A court cannot ask police not to take rape cases after 72 hours, activists say

Is rape legal after 72 hours?

Is rape legal after 72 hours?

A Dhaka court’s comment suggesting that police should not accept cases 72 hours after a rape has sparked condemnations and protests.

Hours after the verdict by a Dhaka tribunal acquitting five persons of rape charges, rights activists and people from different occupations took to the streets at midnight on Thursday and held a torch procession from Shahbagh to the Jatiya Sangsad.

The protesters included university teachers, students and artists. They demanded justice for all sorts of violence against women and chanted slogans like “Is rape legal after 72 hours?” and “We want safety day and night”.

Speaking at the event, Jahangirnagar University’s Professor Rehnuma A1hmed said that the court was responsible for ensuring justice, and it cannot give a character certificate.

“It cannot say that the police will not take cases after 72 hours.
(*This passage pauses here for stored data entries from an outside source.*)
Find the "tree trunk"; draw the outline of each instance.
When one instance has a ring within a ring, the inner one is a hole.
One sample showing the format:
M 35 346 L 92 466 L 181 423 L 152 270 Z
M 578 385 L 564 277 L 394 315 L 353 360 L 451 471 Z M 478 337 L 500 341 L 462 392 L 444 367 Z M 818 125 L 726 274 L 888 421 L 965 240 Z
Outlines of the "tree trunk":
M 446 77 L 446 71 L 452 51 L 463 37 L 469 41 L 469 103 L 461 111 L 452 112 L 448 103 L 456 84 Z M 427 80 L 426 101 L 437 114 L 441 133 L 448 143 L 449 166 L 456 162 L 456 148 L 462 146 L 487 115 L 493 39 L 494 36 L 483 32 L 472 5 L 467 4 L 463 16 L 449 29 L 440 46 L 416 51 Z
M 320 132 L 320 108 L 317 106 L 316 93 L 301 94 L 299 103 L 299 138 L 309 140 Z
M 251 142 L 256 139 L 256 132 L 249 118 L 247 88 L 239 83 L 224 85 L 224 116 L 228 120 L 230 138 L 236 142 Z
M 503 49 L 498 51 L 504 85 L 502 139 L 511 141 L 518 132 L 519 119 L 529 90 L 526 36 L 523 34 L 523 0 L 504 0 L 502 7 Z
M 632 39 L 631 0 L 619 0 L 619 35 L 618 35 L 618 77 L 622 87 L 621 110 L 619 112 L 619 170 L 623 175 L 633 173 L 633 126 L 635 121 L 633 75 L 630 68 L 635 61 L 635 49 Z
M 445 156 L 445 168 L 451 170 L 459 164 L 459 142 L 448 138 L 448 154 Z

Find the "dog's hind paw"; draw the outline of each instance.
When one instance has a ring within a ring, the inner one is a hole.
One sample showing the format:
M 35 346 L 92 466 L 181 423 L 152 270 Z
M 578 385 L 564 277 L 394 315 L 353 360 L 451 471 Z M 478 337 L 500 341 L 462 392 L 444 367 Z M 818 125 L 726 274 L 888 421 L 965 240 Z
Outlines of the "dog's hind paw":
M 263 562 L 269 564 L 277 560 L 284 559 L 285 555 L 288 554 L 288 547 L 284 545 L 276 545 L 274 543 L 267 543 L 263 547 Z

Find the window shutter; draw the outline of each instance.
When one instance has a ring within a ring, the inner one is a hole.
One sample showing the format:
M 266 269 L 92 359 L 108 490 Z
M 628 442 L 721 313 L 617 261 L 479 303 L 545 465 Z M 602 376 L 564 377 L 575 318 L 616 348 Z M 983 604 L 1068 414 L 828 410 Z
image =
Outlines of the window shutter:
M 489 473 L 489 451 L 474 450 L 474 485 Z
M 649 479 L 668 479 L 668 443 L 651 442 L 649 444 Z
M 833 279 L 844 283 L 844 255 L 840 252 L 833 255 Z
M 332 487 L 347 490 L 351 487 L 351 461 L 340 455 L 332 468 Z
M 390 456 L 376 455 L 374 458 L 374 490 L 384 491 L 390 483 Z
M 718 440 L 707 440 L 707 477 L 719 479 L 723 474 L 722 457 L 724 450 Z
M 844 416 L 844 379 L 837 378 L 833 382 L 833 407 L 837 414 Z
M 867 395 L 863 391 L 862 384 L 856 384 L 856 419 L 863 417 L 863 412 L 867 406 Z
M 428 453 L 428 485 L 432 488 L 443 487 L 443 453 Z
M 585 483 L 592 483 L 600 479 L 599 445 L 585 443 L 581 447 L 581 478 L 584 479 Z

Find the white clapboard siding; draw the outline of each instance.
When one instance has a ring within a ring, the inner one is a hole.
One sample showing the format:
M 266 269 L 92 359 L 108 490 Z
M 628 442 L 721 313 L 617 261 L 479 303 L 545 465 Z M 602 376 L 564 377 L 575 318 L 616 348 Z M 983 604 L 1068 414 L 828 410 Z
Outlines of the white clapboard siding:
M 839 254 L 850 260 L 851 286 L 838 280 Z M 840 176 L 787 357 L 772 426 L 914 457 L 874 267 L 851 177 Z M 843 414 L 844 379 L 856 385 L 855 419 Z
What will the police do if someone is raped and confined for 72 hours?” she asked.

The speakers also demanded scrapping Section 155 (4) from the Testimony Act, 1872 as the law allows character assassination of rape victims in court, and introducing suitable methods instead of the two-finger test for rape survivors.

Among others, photojournalist Shahidul Islam and founder of Gonoshasthaya Kendra Zafrullah Chowdhury took part in the program.

On Thursday, the judge asked the police to refrain from receiving a case if a rape victim came to the police station 72 hours after the incident. “Semen” cannot be traced after 72 hours,” the judge said.

The tribunal acquitted the five accused including Apan Jewellers owner’s son of raping two university students in the city’s Raintree Hotel four years ago.

The court said that the prosecution had failed to prove the charges and wasted the court’s time. The two students had sex with the accused willingly. The medical report also failed to prove rape.

The judge also made some observations regarding the two women’s lifestyle and physique, which enraged the rights activists.

Bangladesh Mahila Parishad in a statement said that restrictions on filing lawsuits would reduce access to justice, which is contrary to basic human rights.

Moreover, medical reports are not the only evidence in rape cases. There is much more evidence that is circumstantial, in the light of which the trial in the case proceeds.

“If the court comments on the creation of such restrictions, it will create various obstacles in the way of getting justice in future rape cases,” the statement read.

The rights organization Ain O Salish Kendra (ASK) also expressed concerns over the issue.

According to the Code of Criminal Procedure, the existing legal system does not have a time limit for prosecuting a crime. There are instances of cases and trials being conducted even after many years of a crime being committed.

“While there has been repeated emphasis on ensuring speedy justice in the prevention of rape of women and children and the High Court has issued several landmark directives in this regard, the court’s observation and guidance in this case has disappointed us,” ASK said.

“We firmly believe that such observations and directives of the court are in fact in deep conflict with the existing law and justice system.”

Meanwhile, human rights activist Sultana Kamal has said that the court’s observation is an obstacle to ensuring justice.

She advised women to lodge cases even if the time exceeded 72 hours.

“We want people who were tortured in any way to get justice. When the justice system goes against the victims, it becomes frustrating,” she told Bangla Tribune.

The former caretaker government adviser also said that modern technology was advanced and hence it was not necessary to go for medical examinations within 72 hours of a rape incident.

“There are DNA testing methods available too which can help the police or court find evidence of rape.

“So, asking the police to not take a case after 72 hours is a questionable directive,” she added.

BNP Secretary General Mirza Fakhrul Islam Alamgir has said that the Banani rape case verdict was an insult to the women of this country.

“The brutal incident took place, and we have proof of it in the case files and in the newspapers. So why have all the accused been acquitted by the court?” he demanded to know at a meeting in the capital on Friday.

“Is this because the accused are influential people having lots of money? Is this why they have been acquitted?”

The BNP leader also expressed his disappointment saying that this sort of verdict in such sensitive cases could not be acceptable. “It is an insult to the women of this nation,” he added.